Марек Хласко - Обращенный в Яффе
Туг Роберт прикусит язык, испугавшись, как бы ей ненароком не пришло в голову, что, коли уж у лодки есть мотор, нет нужды в весле; и, замолчав, будет потеть и дрожать. Только ей ничего такого в голову не придет.
- Он что, не умеет плавать? - спросит она.

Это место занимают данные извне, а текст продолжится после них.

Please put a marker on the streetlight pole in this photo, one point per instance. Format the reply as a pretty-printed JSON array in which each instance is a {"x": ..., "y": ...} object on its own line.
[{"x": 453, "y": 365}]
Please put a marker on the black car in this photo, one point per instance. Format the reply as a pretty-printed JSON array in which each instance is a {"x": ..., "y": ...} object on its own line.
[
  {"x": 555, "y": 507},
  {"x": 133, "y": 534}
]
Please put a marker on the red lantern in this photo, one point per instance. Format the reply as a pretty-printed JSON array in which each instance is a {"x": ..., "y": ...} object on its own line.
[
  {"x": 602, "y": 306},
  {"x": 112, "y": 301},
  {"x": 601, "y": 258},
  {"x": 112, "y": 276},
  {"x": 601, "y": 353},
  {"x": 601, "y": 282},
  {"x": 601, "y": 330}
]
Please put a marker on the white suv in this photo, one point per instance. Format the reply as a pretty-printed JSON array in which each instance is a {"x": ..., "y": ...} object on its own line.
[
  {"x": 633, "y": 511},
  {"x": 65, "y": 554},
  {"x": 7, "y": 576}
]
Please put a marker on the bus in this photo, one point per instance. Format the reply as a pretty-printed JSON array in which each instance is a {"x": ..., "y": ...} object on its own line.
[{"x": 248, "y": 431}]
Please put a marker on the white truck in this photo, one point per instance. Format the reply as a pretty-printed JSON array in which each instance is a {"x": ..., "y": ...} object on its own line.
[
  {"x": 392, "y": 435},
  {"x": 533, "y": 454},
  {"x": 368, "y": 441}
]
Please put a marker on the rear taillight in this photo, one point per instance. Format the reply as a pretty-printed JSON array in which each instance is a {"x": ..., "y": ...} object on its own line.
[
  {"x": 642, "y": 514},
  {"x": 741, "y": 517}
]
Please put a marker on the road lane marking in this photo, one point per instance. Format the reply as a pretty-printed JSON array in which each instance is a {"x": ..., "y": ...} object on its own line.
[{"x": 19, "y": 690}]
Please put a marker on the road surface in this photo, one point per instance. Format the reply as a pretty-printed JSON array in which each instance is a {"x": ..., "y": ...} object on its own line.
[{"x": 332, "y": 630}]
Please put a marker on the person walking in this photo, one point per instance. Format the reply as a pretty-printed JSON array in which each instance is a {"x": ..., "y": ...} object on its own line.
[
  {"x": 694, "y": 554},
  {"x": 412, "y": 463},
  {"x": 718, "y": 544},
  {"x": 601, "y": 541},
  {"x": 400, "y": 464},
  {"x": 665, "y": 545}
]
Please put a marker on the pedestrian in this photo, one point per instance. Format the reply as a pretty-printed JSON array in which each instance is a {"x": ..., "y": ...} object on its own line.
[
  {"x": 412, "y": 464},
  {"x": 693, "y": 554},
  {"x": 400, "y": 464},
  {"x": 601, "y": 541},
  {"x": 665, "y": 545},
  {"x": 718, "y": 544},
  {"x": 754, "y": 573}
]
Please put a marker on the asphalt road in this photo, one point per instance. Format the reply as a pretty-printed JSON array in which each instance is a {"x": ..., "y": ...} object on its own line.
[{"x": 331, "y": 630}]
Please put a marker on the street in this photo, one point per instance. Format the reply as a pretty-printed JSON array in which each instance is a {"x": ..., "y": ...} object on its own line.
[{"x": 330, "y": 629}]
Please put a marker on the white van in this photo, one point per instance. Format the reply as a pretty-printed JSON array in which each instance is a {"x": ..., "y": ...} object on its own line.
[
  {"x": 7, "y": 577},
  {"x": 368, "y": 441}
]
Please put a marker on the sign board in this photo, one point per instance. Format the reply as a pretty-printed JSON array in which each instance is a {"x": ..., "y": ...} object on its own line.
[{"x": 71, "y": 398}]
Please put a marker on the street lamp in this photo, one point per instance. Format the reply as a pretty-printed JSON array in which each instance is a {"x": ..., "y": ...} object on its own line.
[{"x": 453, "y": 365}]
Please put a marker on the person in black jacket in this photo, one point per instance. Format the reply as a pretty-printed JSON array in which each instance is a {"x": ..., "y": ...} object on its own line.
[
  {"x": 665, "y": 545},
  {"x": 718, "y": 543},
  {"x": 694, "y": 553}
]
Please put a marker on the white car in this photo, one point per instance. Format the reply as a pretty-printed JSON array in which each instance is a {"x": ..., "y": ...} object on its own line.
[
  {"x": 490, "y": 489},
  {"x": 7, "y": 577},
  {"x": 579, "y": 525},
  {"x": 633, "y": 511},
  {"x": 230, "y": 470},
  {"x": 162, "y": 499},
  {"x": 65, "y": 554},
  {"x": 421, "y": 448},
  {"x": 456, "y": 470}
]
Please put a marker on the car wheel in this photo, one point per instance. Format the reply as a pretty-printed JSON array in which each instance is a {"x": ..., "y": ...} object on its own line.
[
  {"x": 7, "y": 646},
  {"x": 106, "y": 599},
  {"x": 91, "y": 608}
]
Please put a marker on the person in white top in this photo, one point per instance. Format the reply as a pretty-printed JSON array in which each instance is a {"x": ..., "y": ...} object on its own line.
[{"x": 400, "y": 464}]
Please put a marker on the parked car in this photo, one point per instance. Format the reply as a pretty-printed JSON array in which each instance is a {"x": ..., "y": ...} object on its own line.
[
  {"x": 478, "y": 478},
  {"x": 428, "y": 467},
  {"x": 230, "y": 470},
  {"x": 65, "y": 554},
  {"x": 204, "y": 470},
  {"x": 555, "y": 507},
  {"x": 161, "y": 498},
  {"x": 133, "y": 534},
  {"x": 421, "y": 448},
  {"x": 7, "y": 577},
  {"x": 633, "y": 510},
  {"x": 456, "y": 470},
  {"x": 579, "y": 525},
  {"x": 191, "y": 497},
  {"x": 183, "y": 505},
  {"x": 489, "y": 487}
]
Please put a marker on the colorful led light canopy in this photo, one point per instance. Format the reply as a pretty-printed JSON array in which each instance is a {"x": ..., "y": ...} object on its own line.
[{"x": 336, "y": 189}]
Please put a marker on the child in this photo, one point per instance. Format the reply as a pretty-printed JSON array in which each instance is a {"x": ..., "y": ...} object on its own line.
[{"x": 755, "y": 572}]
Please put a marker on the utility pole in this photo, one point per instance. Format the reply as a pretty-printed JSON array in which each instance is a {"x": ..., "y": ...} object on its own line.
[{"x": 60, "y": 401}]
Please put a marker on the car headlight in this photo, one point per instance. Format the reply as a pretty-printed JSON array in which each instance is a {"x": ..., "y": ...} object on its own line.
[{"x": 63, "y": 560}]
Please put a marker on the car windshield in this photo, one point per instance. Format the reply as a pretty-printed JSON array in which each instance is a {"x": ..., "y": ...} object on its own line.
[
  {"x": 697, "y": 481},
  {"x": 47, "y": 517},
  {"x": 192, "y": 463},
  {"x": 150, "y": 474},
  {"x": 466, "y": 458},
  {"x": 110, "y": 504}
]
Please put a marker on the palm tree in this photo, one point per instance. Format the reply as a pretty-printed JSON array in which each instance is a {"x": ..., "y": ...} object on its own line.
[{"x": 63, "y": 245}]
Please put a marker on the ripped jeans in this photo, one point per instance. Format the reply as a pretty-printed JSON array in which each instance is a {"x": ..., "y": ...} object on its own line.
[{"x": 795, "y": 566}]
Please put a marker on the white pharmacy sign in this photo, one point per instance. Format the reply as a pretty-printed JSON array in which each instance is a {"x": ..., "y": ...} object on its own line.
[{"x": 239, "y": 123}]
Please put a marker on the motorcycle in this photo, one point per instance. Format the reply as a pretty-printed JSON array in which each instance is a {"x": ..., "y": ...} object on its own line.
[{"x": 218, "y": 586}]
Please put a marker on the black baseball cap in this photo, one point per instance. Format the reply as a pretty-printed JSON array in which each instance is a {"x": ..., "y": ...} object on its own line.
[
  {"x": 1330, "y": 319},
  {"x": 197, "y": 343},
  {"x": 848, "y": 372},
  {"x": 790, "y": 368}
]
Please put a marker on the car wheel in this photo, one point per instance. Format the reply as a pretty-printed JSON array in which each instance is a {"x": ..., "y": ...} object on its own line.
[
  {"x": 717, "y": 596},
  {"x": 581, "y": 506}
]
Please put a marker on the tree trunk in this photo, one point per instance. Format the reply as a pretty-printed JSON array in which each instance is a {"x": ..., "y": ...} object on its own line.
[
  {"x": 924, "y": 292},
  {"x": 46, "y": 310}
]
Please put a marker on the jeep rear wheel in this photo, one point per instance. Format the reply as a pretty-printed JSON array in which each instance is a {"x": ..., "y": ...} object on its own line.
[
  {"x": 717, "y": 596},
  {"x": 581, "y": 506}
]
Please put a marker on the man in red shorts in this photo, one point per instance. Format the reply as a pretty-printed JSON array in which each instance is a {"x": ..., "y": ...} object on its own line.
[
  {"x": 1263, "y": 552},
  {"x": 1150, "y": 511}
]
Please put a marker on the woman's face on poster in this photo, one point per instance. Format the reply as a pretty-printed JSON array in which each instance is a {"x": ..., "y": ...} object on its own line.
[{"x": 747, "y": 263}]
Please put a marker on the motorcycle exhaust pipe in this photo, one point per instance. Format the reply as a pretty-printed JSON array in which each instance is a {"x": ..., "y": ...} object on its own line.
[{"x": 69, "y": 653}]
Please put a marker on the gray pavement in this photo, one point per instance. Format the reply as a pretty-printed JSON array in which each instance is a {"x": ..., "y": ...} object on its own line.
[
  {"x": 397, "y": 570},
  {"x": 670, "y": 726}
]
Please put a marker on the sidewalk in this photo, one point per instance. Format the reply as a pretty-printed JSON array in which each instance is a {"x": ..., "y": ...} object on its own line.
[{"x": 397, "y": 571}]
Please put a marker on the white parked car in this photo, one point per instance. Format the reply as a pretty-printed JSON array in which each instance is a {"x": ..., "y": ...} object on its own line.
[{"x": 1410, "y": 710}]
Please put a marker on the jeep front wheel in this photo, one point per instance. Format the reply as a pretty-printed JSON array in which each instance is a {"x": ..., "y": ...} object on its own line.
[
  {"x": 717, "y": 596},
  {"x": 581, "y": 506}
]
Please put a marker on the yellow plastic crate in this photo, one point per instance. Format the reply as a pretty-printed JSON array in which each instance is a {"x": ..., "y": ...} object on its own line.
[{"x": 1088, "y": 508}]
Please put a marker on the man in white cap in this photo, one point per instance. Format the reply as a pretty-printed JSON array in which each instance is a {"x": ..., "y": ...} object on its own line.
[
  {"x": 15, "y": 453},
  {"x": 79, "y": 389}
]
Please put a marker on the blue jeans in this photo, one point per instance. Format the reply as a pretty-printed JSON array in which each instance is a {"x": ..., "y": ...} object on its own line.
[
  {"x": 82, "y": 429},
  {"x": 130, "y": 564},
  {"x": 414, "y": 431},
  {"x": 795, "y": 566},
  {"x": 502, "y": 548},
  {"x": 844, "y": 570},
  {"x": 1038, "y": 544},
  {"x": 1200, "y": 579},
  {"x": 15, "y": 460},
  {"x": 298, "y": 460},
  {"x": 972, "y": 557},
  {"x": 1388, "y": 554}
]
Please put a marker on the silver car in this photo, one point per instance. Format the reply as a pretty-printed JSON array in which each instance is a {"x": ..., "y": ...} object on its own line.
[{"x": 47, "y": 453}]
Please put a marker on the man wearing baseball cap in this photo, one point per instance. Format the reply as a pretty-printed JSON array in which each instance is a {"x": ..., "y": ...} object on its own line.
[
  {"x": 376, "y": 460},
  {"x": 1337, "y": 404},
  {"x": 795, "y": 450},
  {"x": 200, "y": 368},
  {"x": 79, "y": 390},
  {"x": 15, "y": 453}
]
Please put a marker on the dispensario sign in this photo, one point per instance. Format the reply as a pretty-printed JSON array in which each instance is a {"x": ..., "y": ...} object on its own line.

- Он один из лучших пловцов в Эйлате, - скажет Роберт. - Поэтому ему удалось так быстро уплыть так далеко. Но ведь у него была своя задача.
- Какая?
Он ей не ответит; он вытянет руку влево, а она проследит за его взглядам, и там будет сидеть наш второй статист: малый, который спьяну угодил под трамвай в Сан-Франциско и которому отрезало обе ноги вровень с задницей. И Роберт опять бросит камень в воду, и тогда тот отползет, а вечером получит от Роберта только три фунта. Роберт платил ему меньше, чем толстухе, исходя из того, что для трех четвертей человека три фунта совсем недурная цена за час ползанья.
- Что это? - спросит она.
- Лучше спросить: что это было, - скажет Роберт. - Точности ради. Это был человек, который тоже искал смерти. Только он не так хорошо плавал, и поэтому его успели вытащить на берег. - Он замолчит и через минуту добавит:- Вот чего я не могу себе простить.
- Вы имеете в виду акул?
- Что вы! Я имею в виду золотых рыбок в аквариуме.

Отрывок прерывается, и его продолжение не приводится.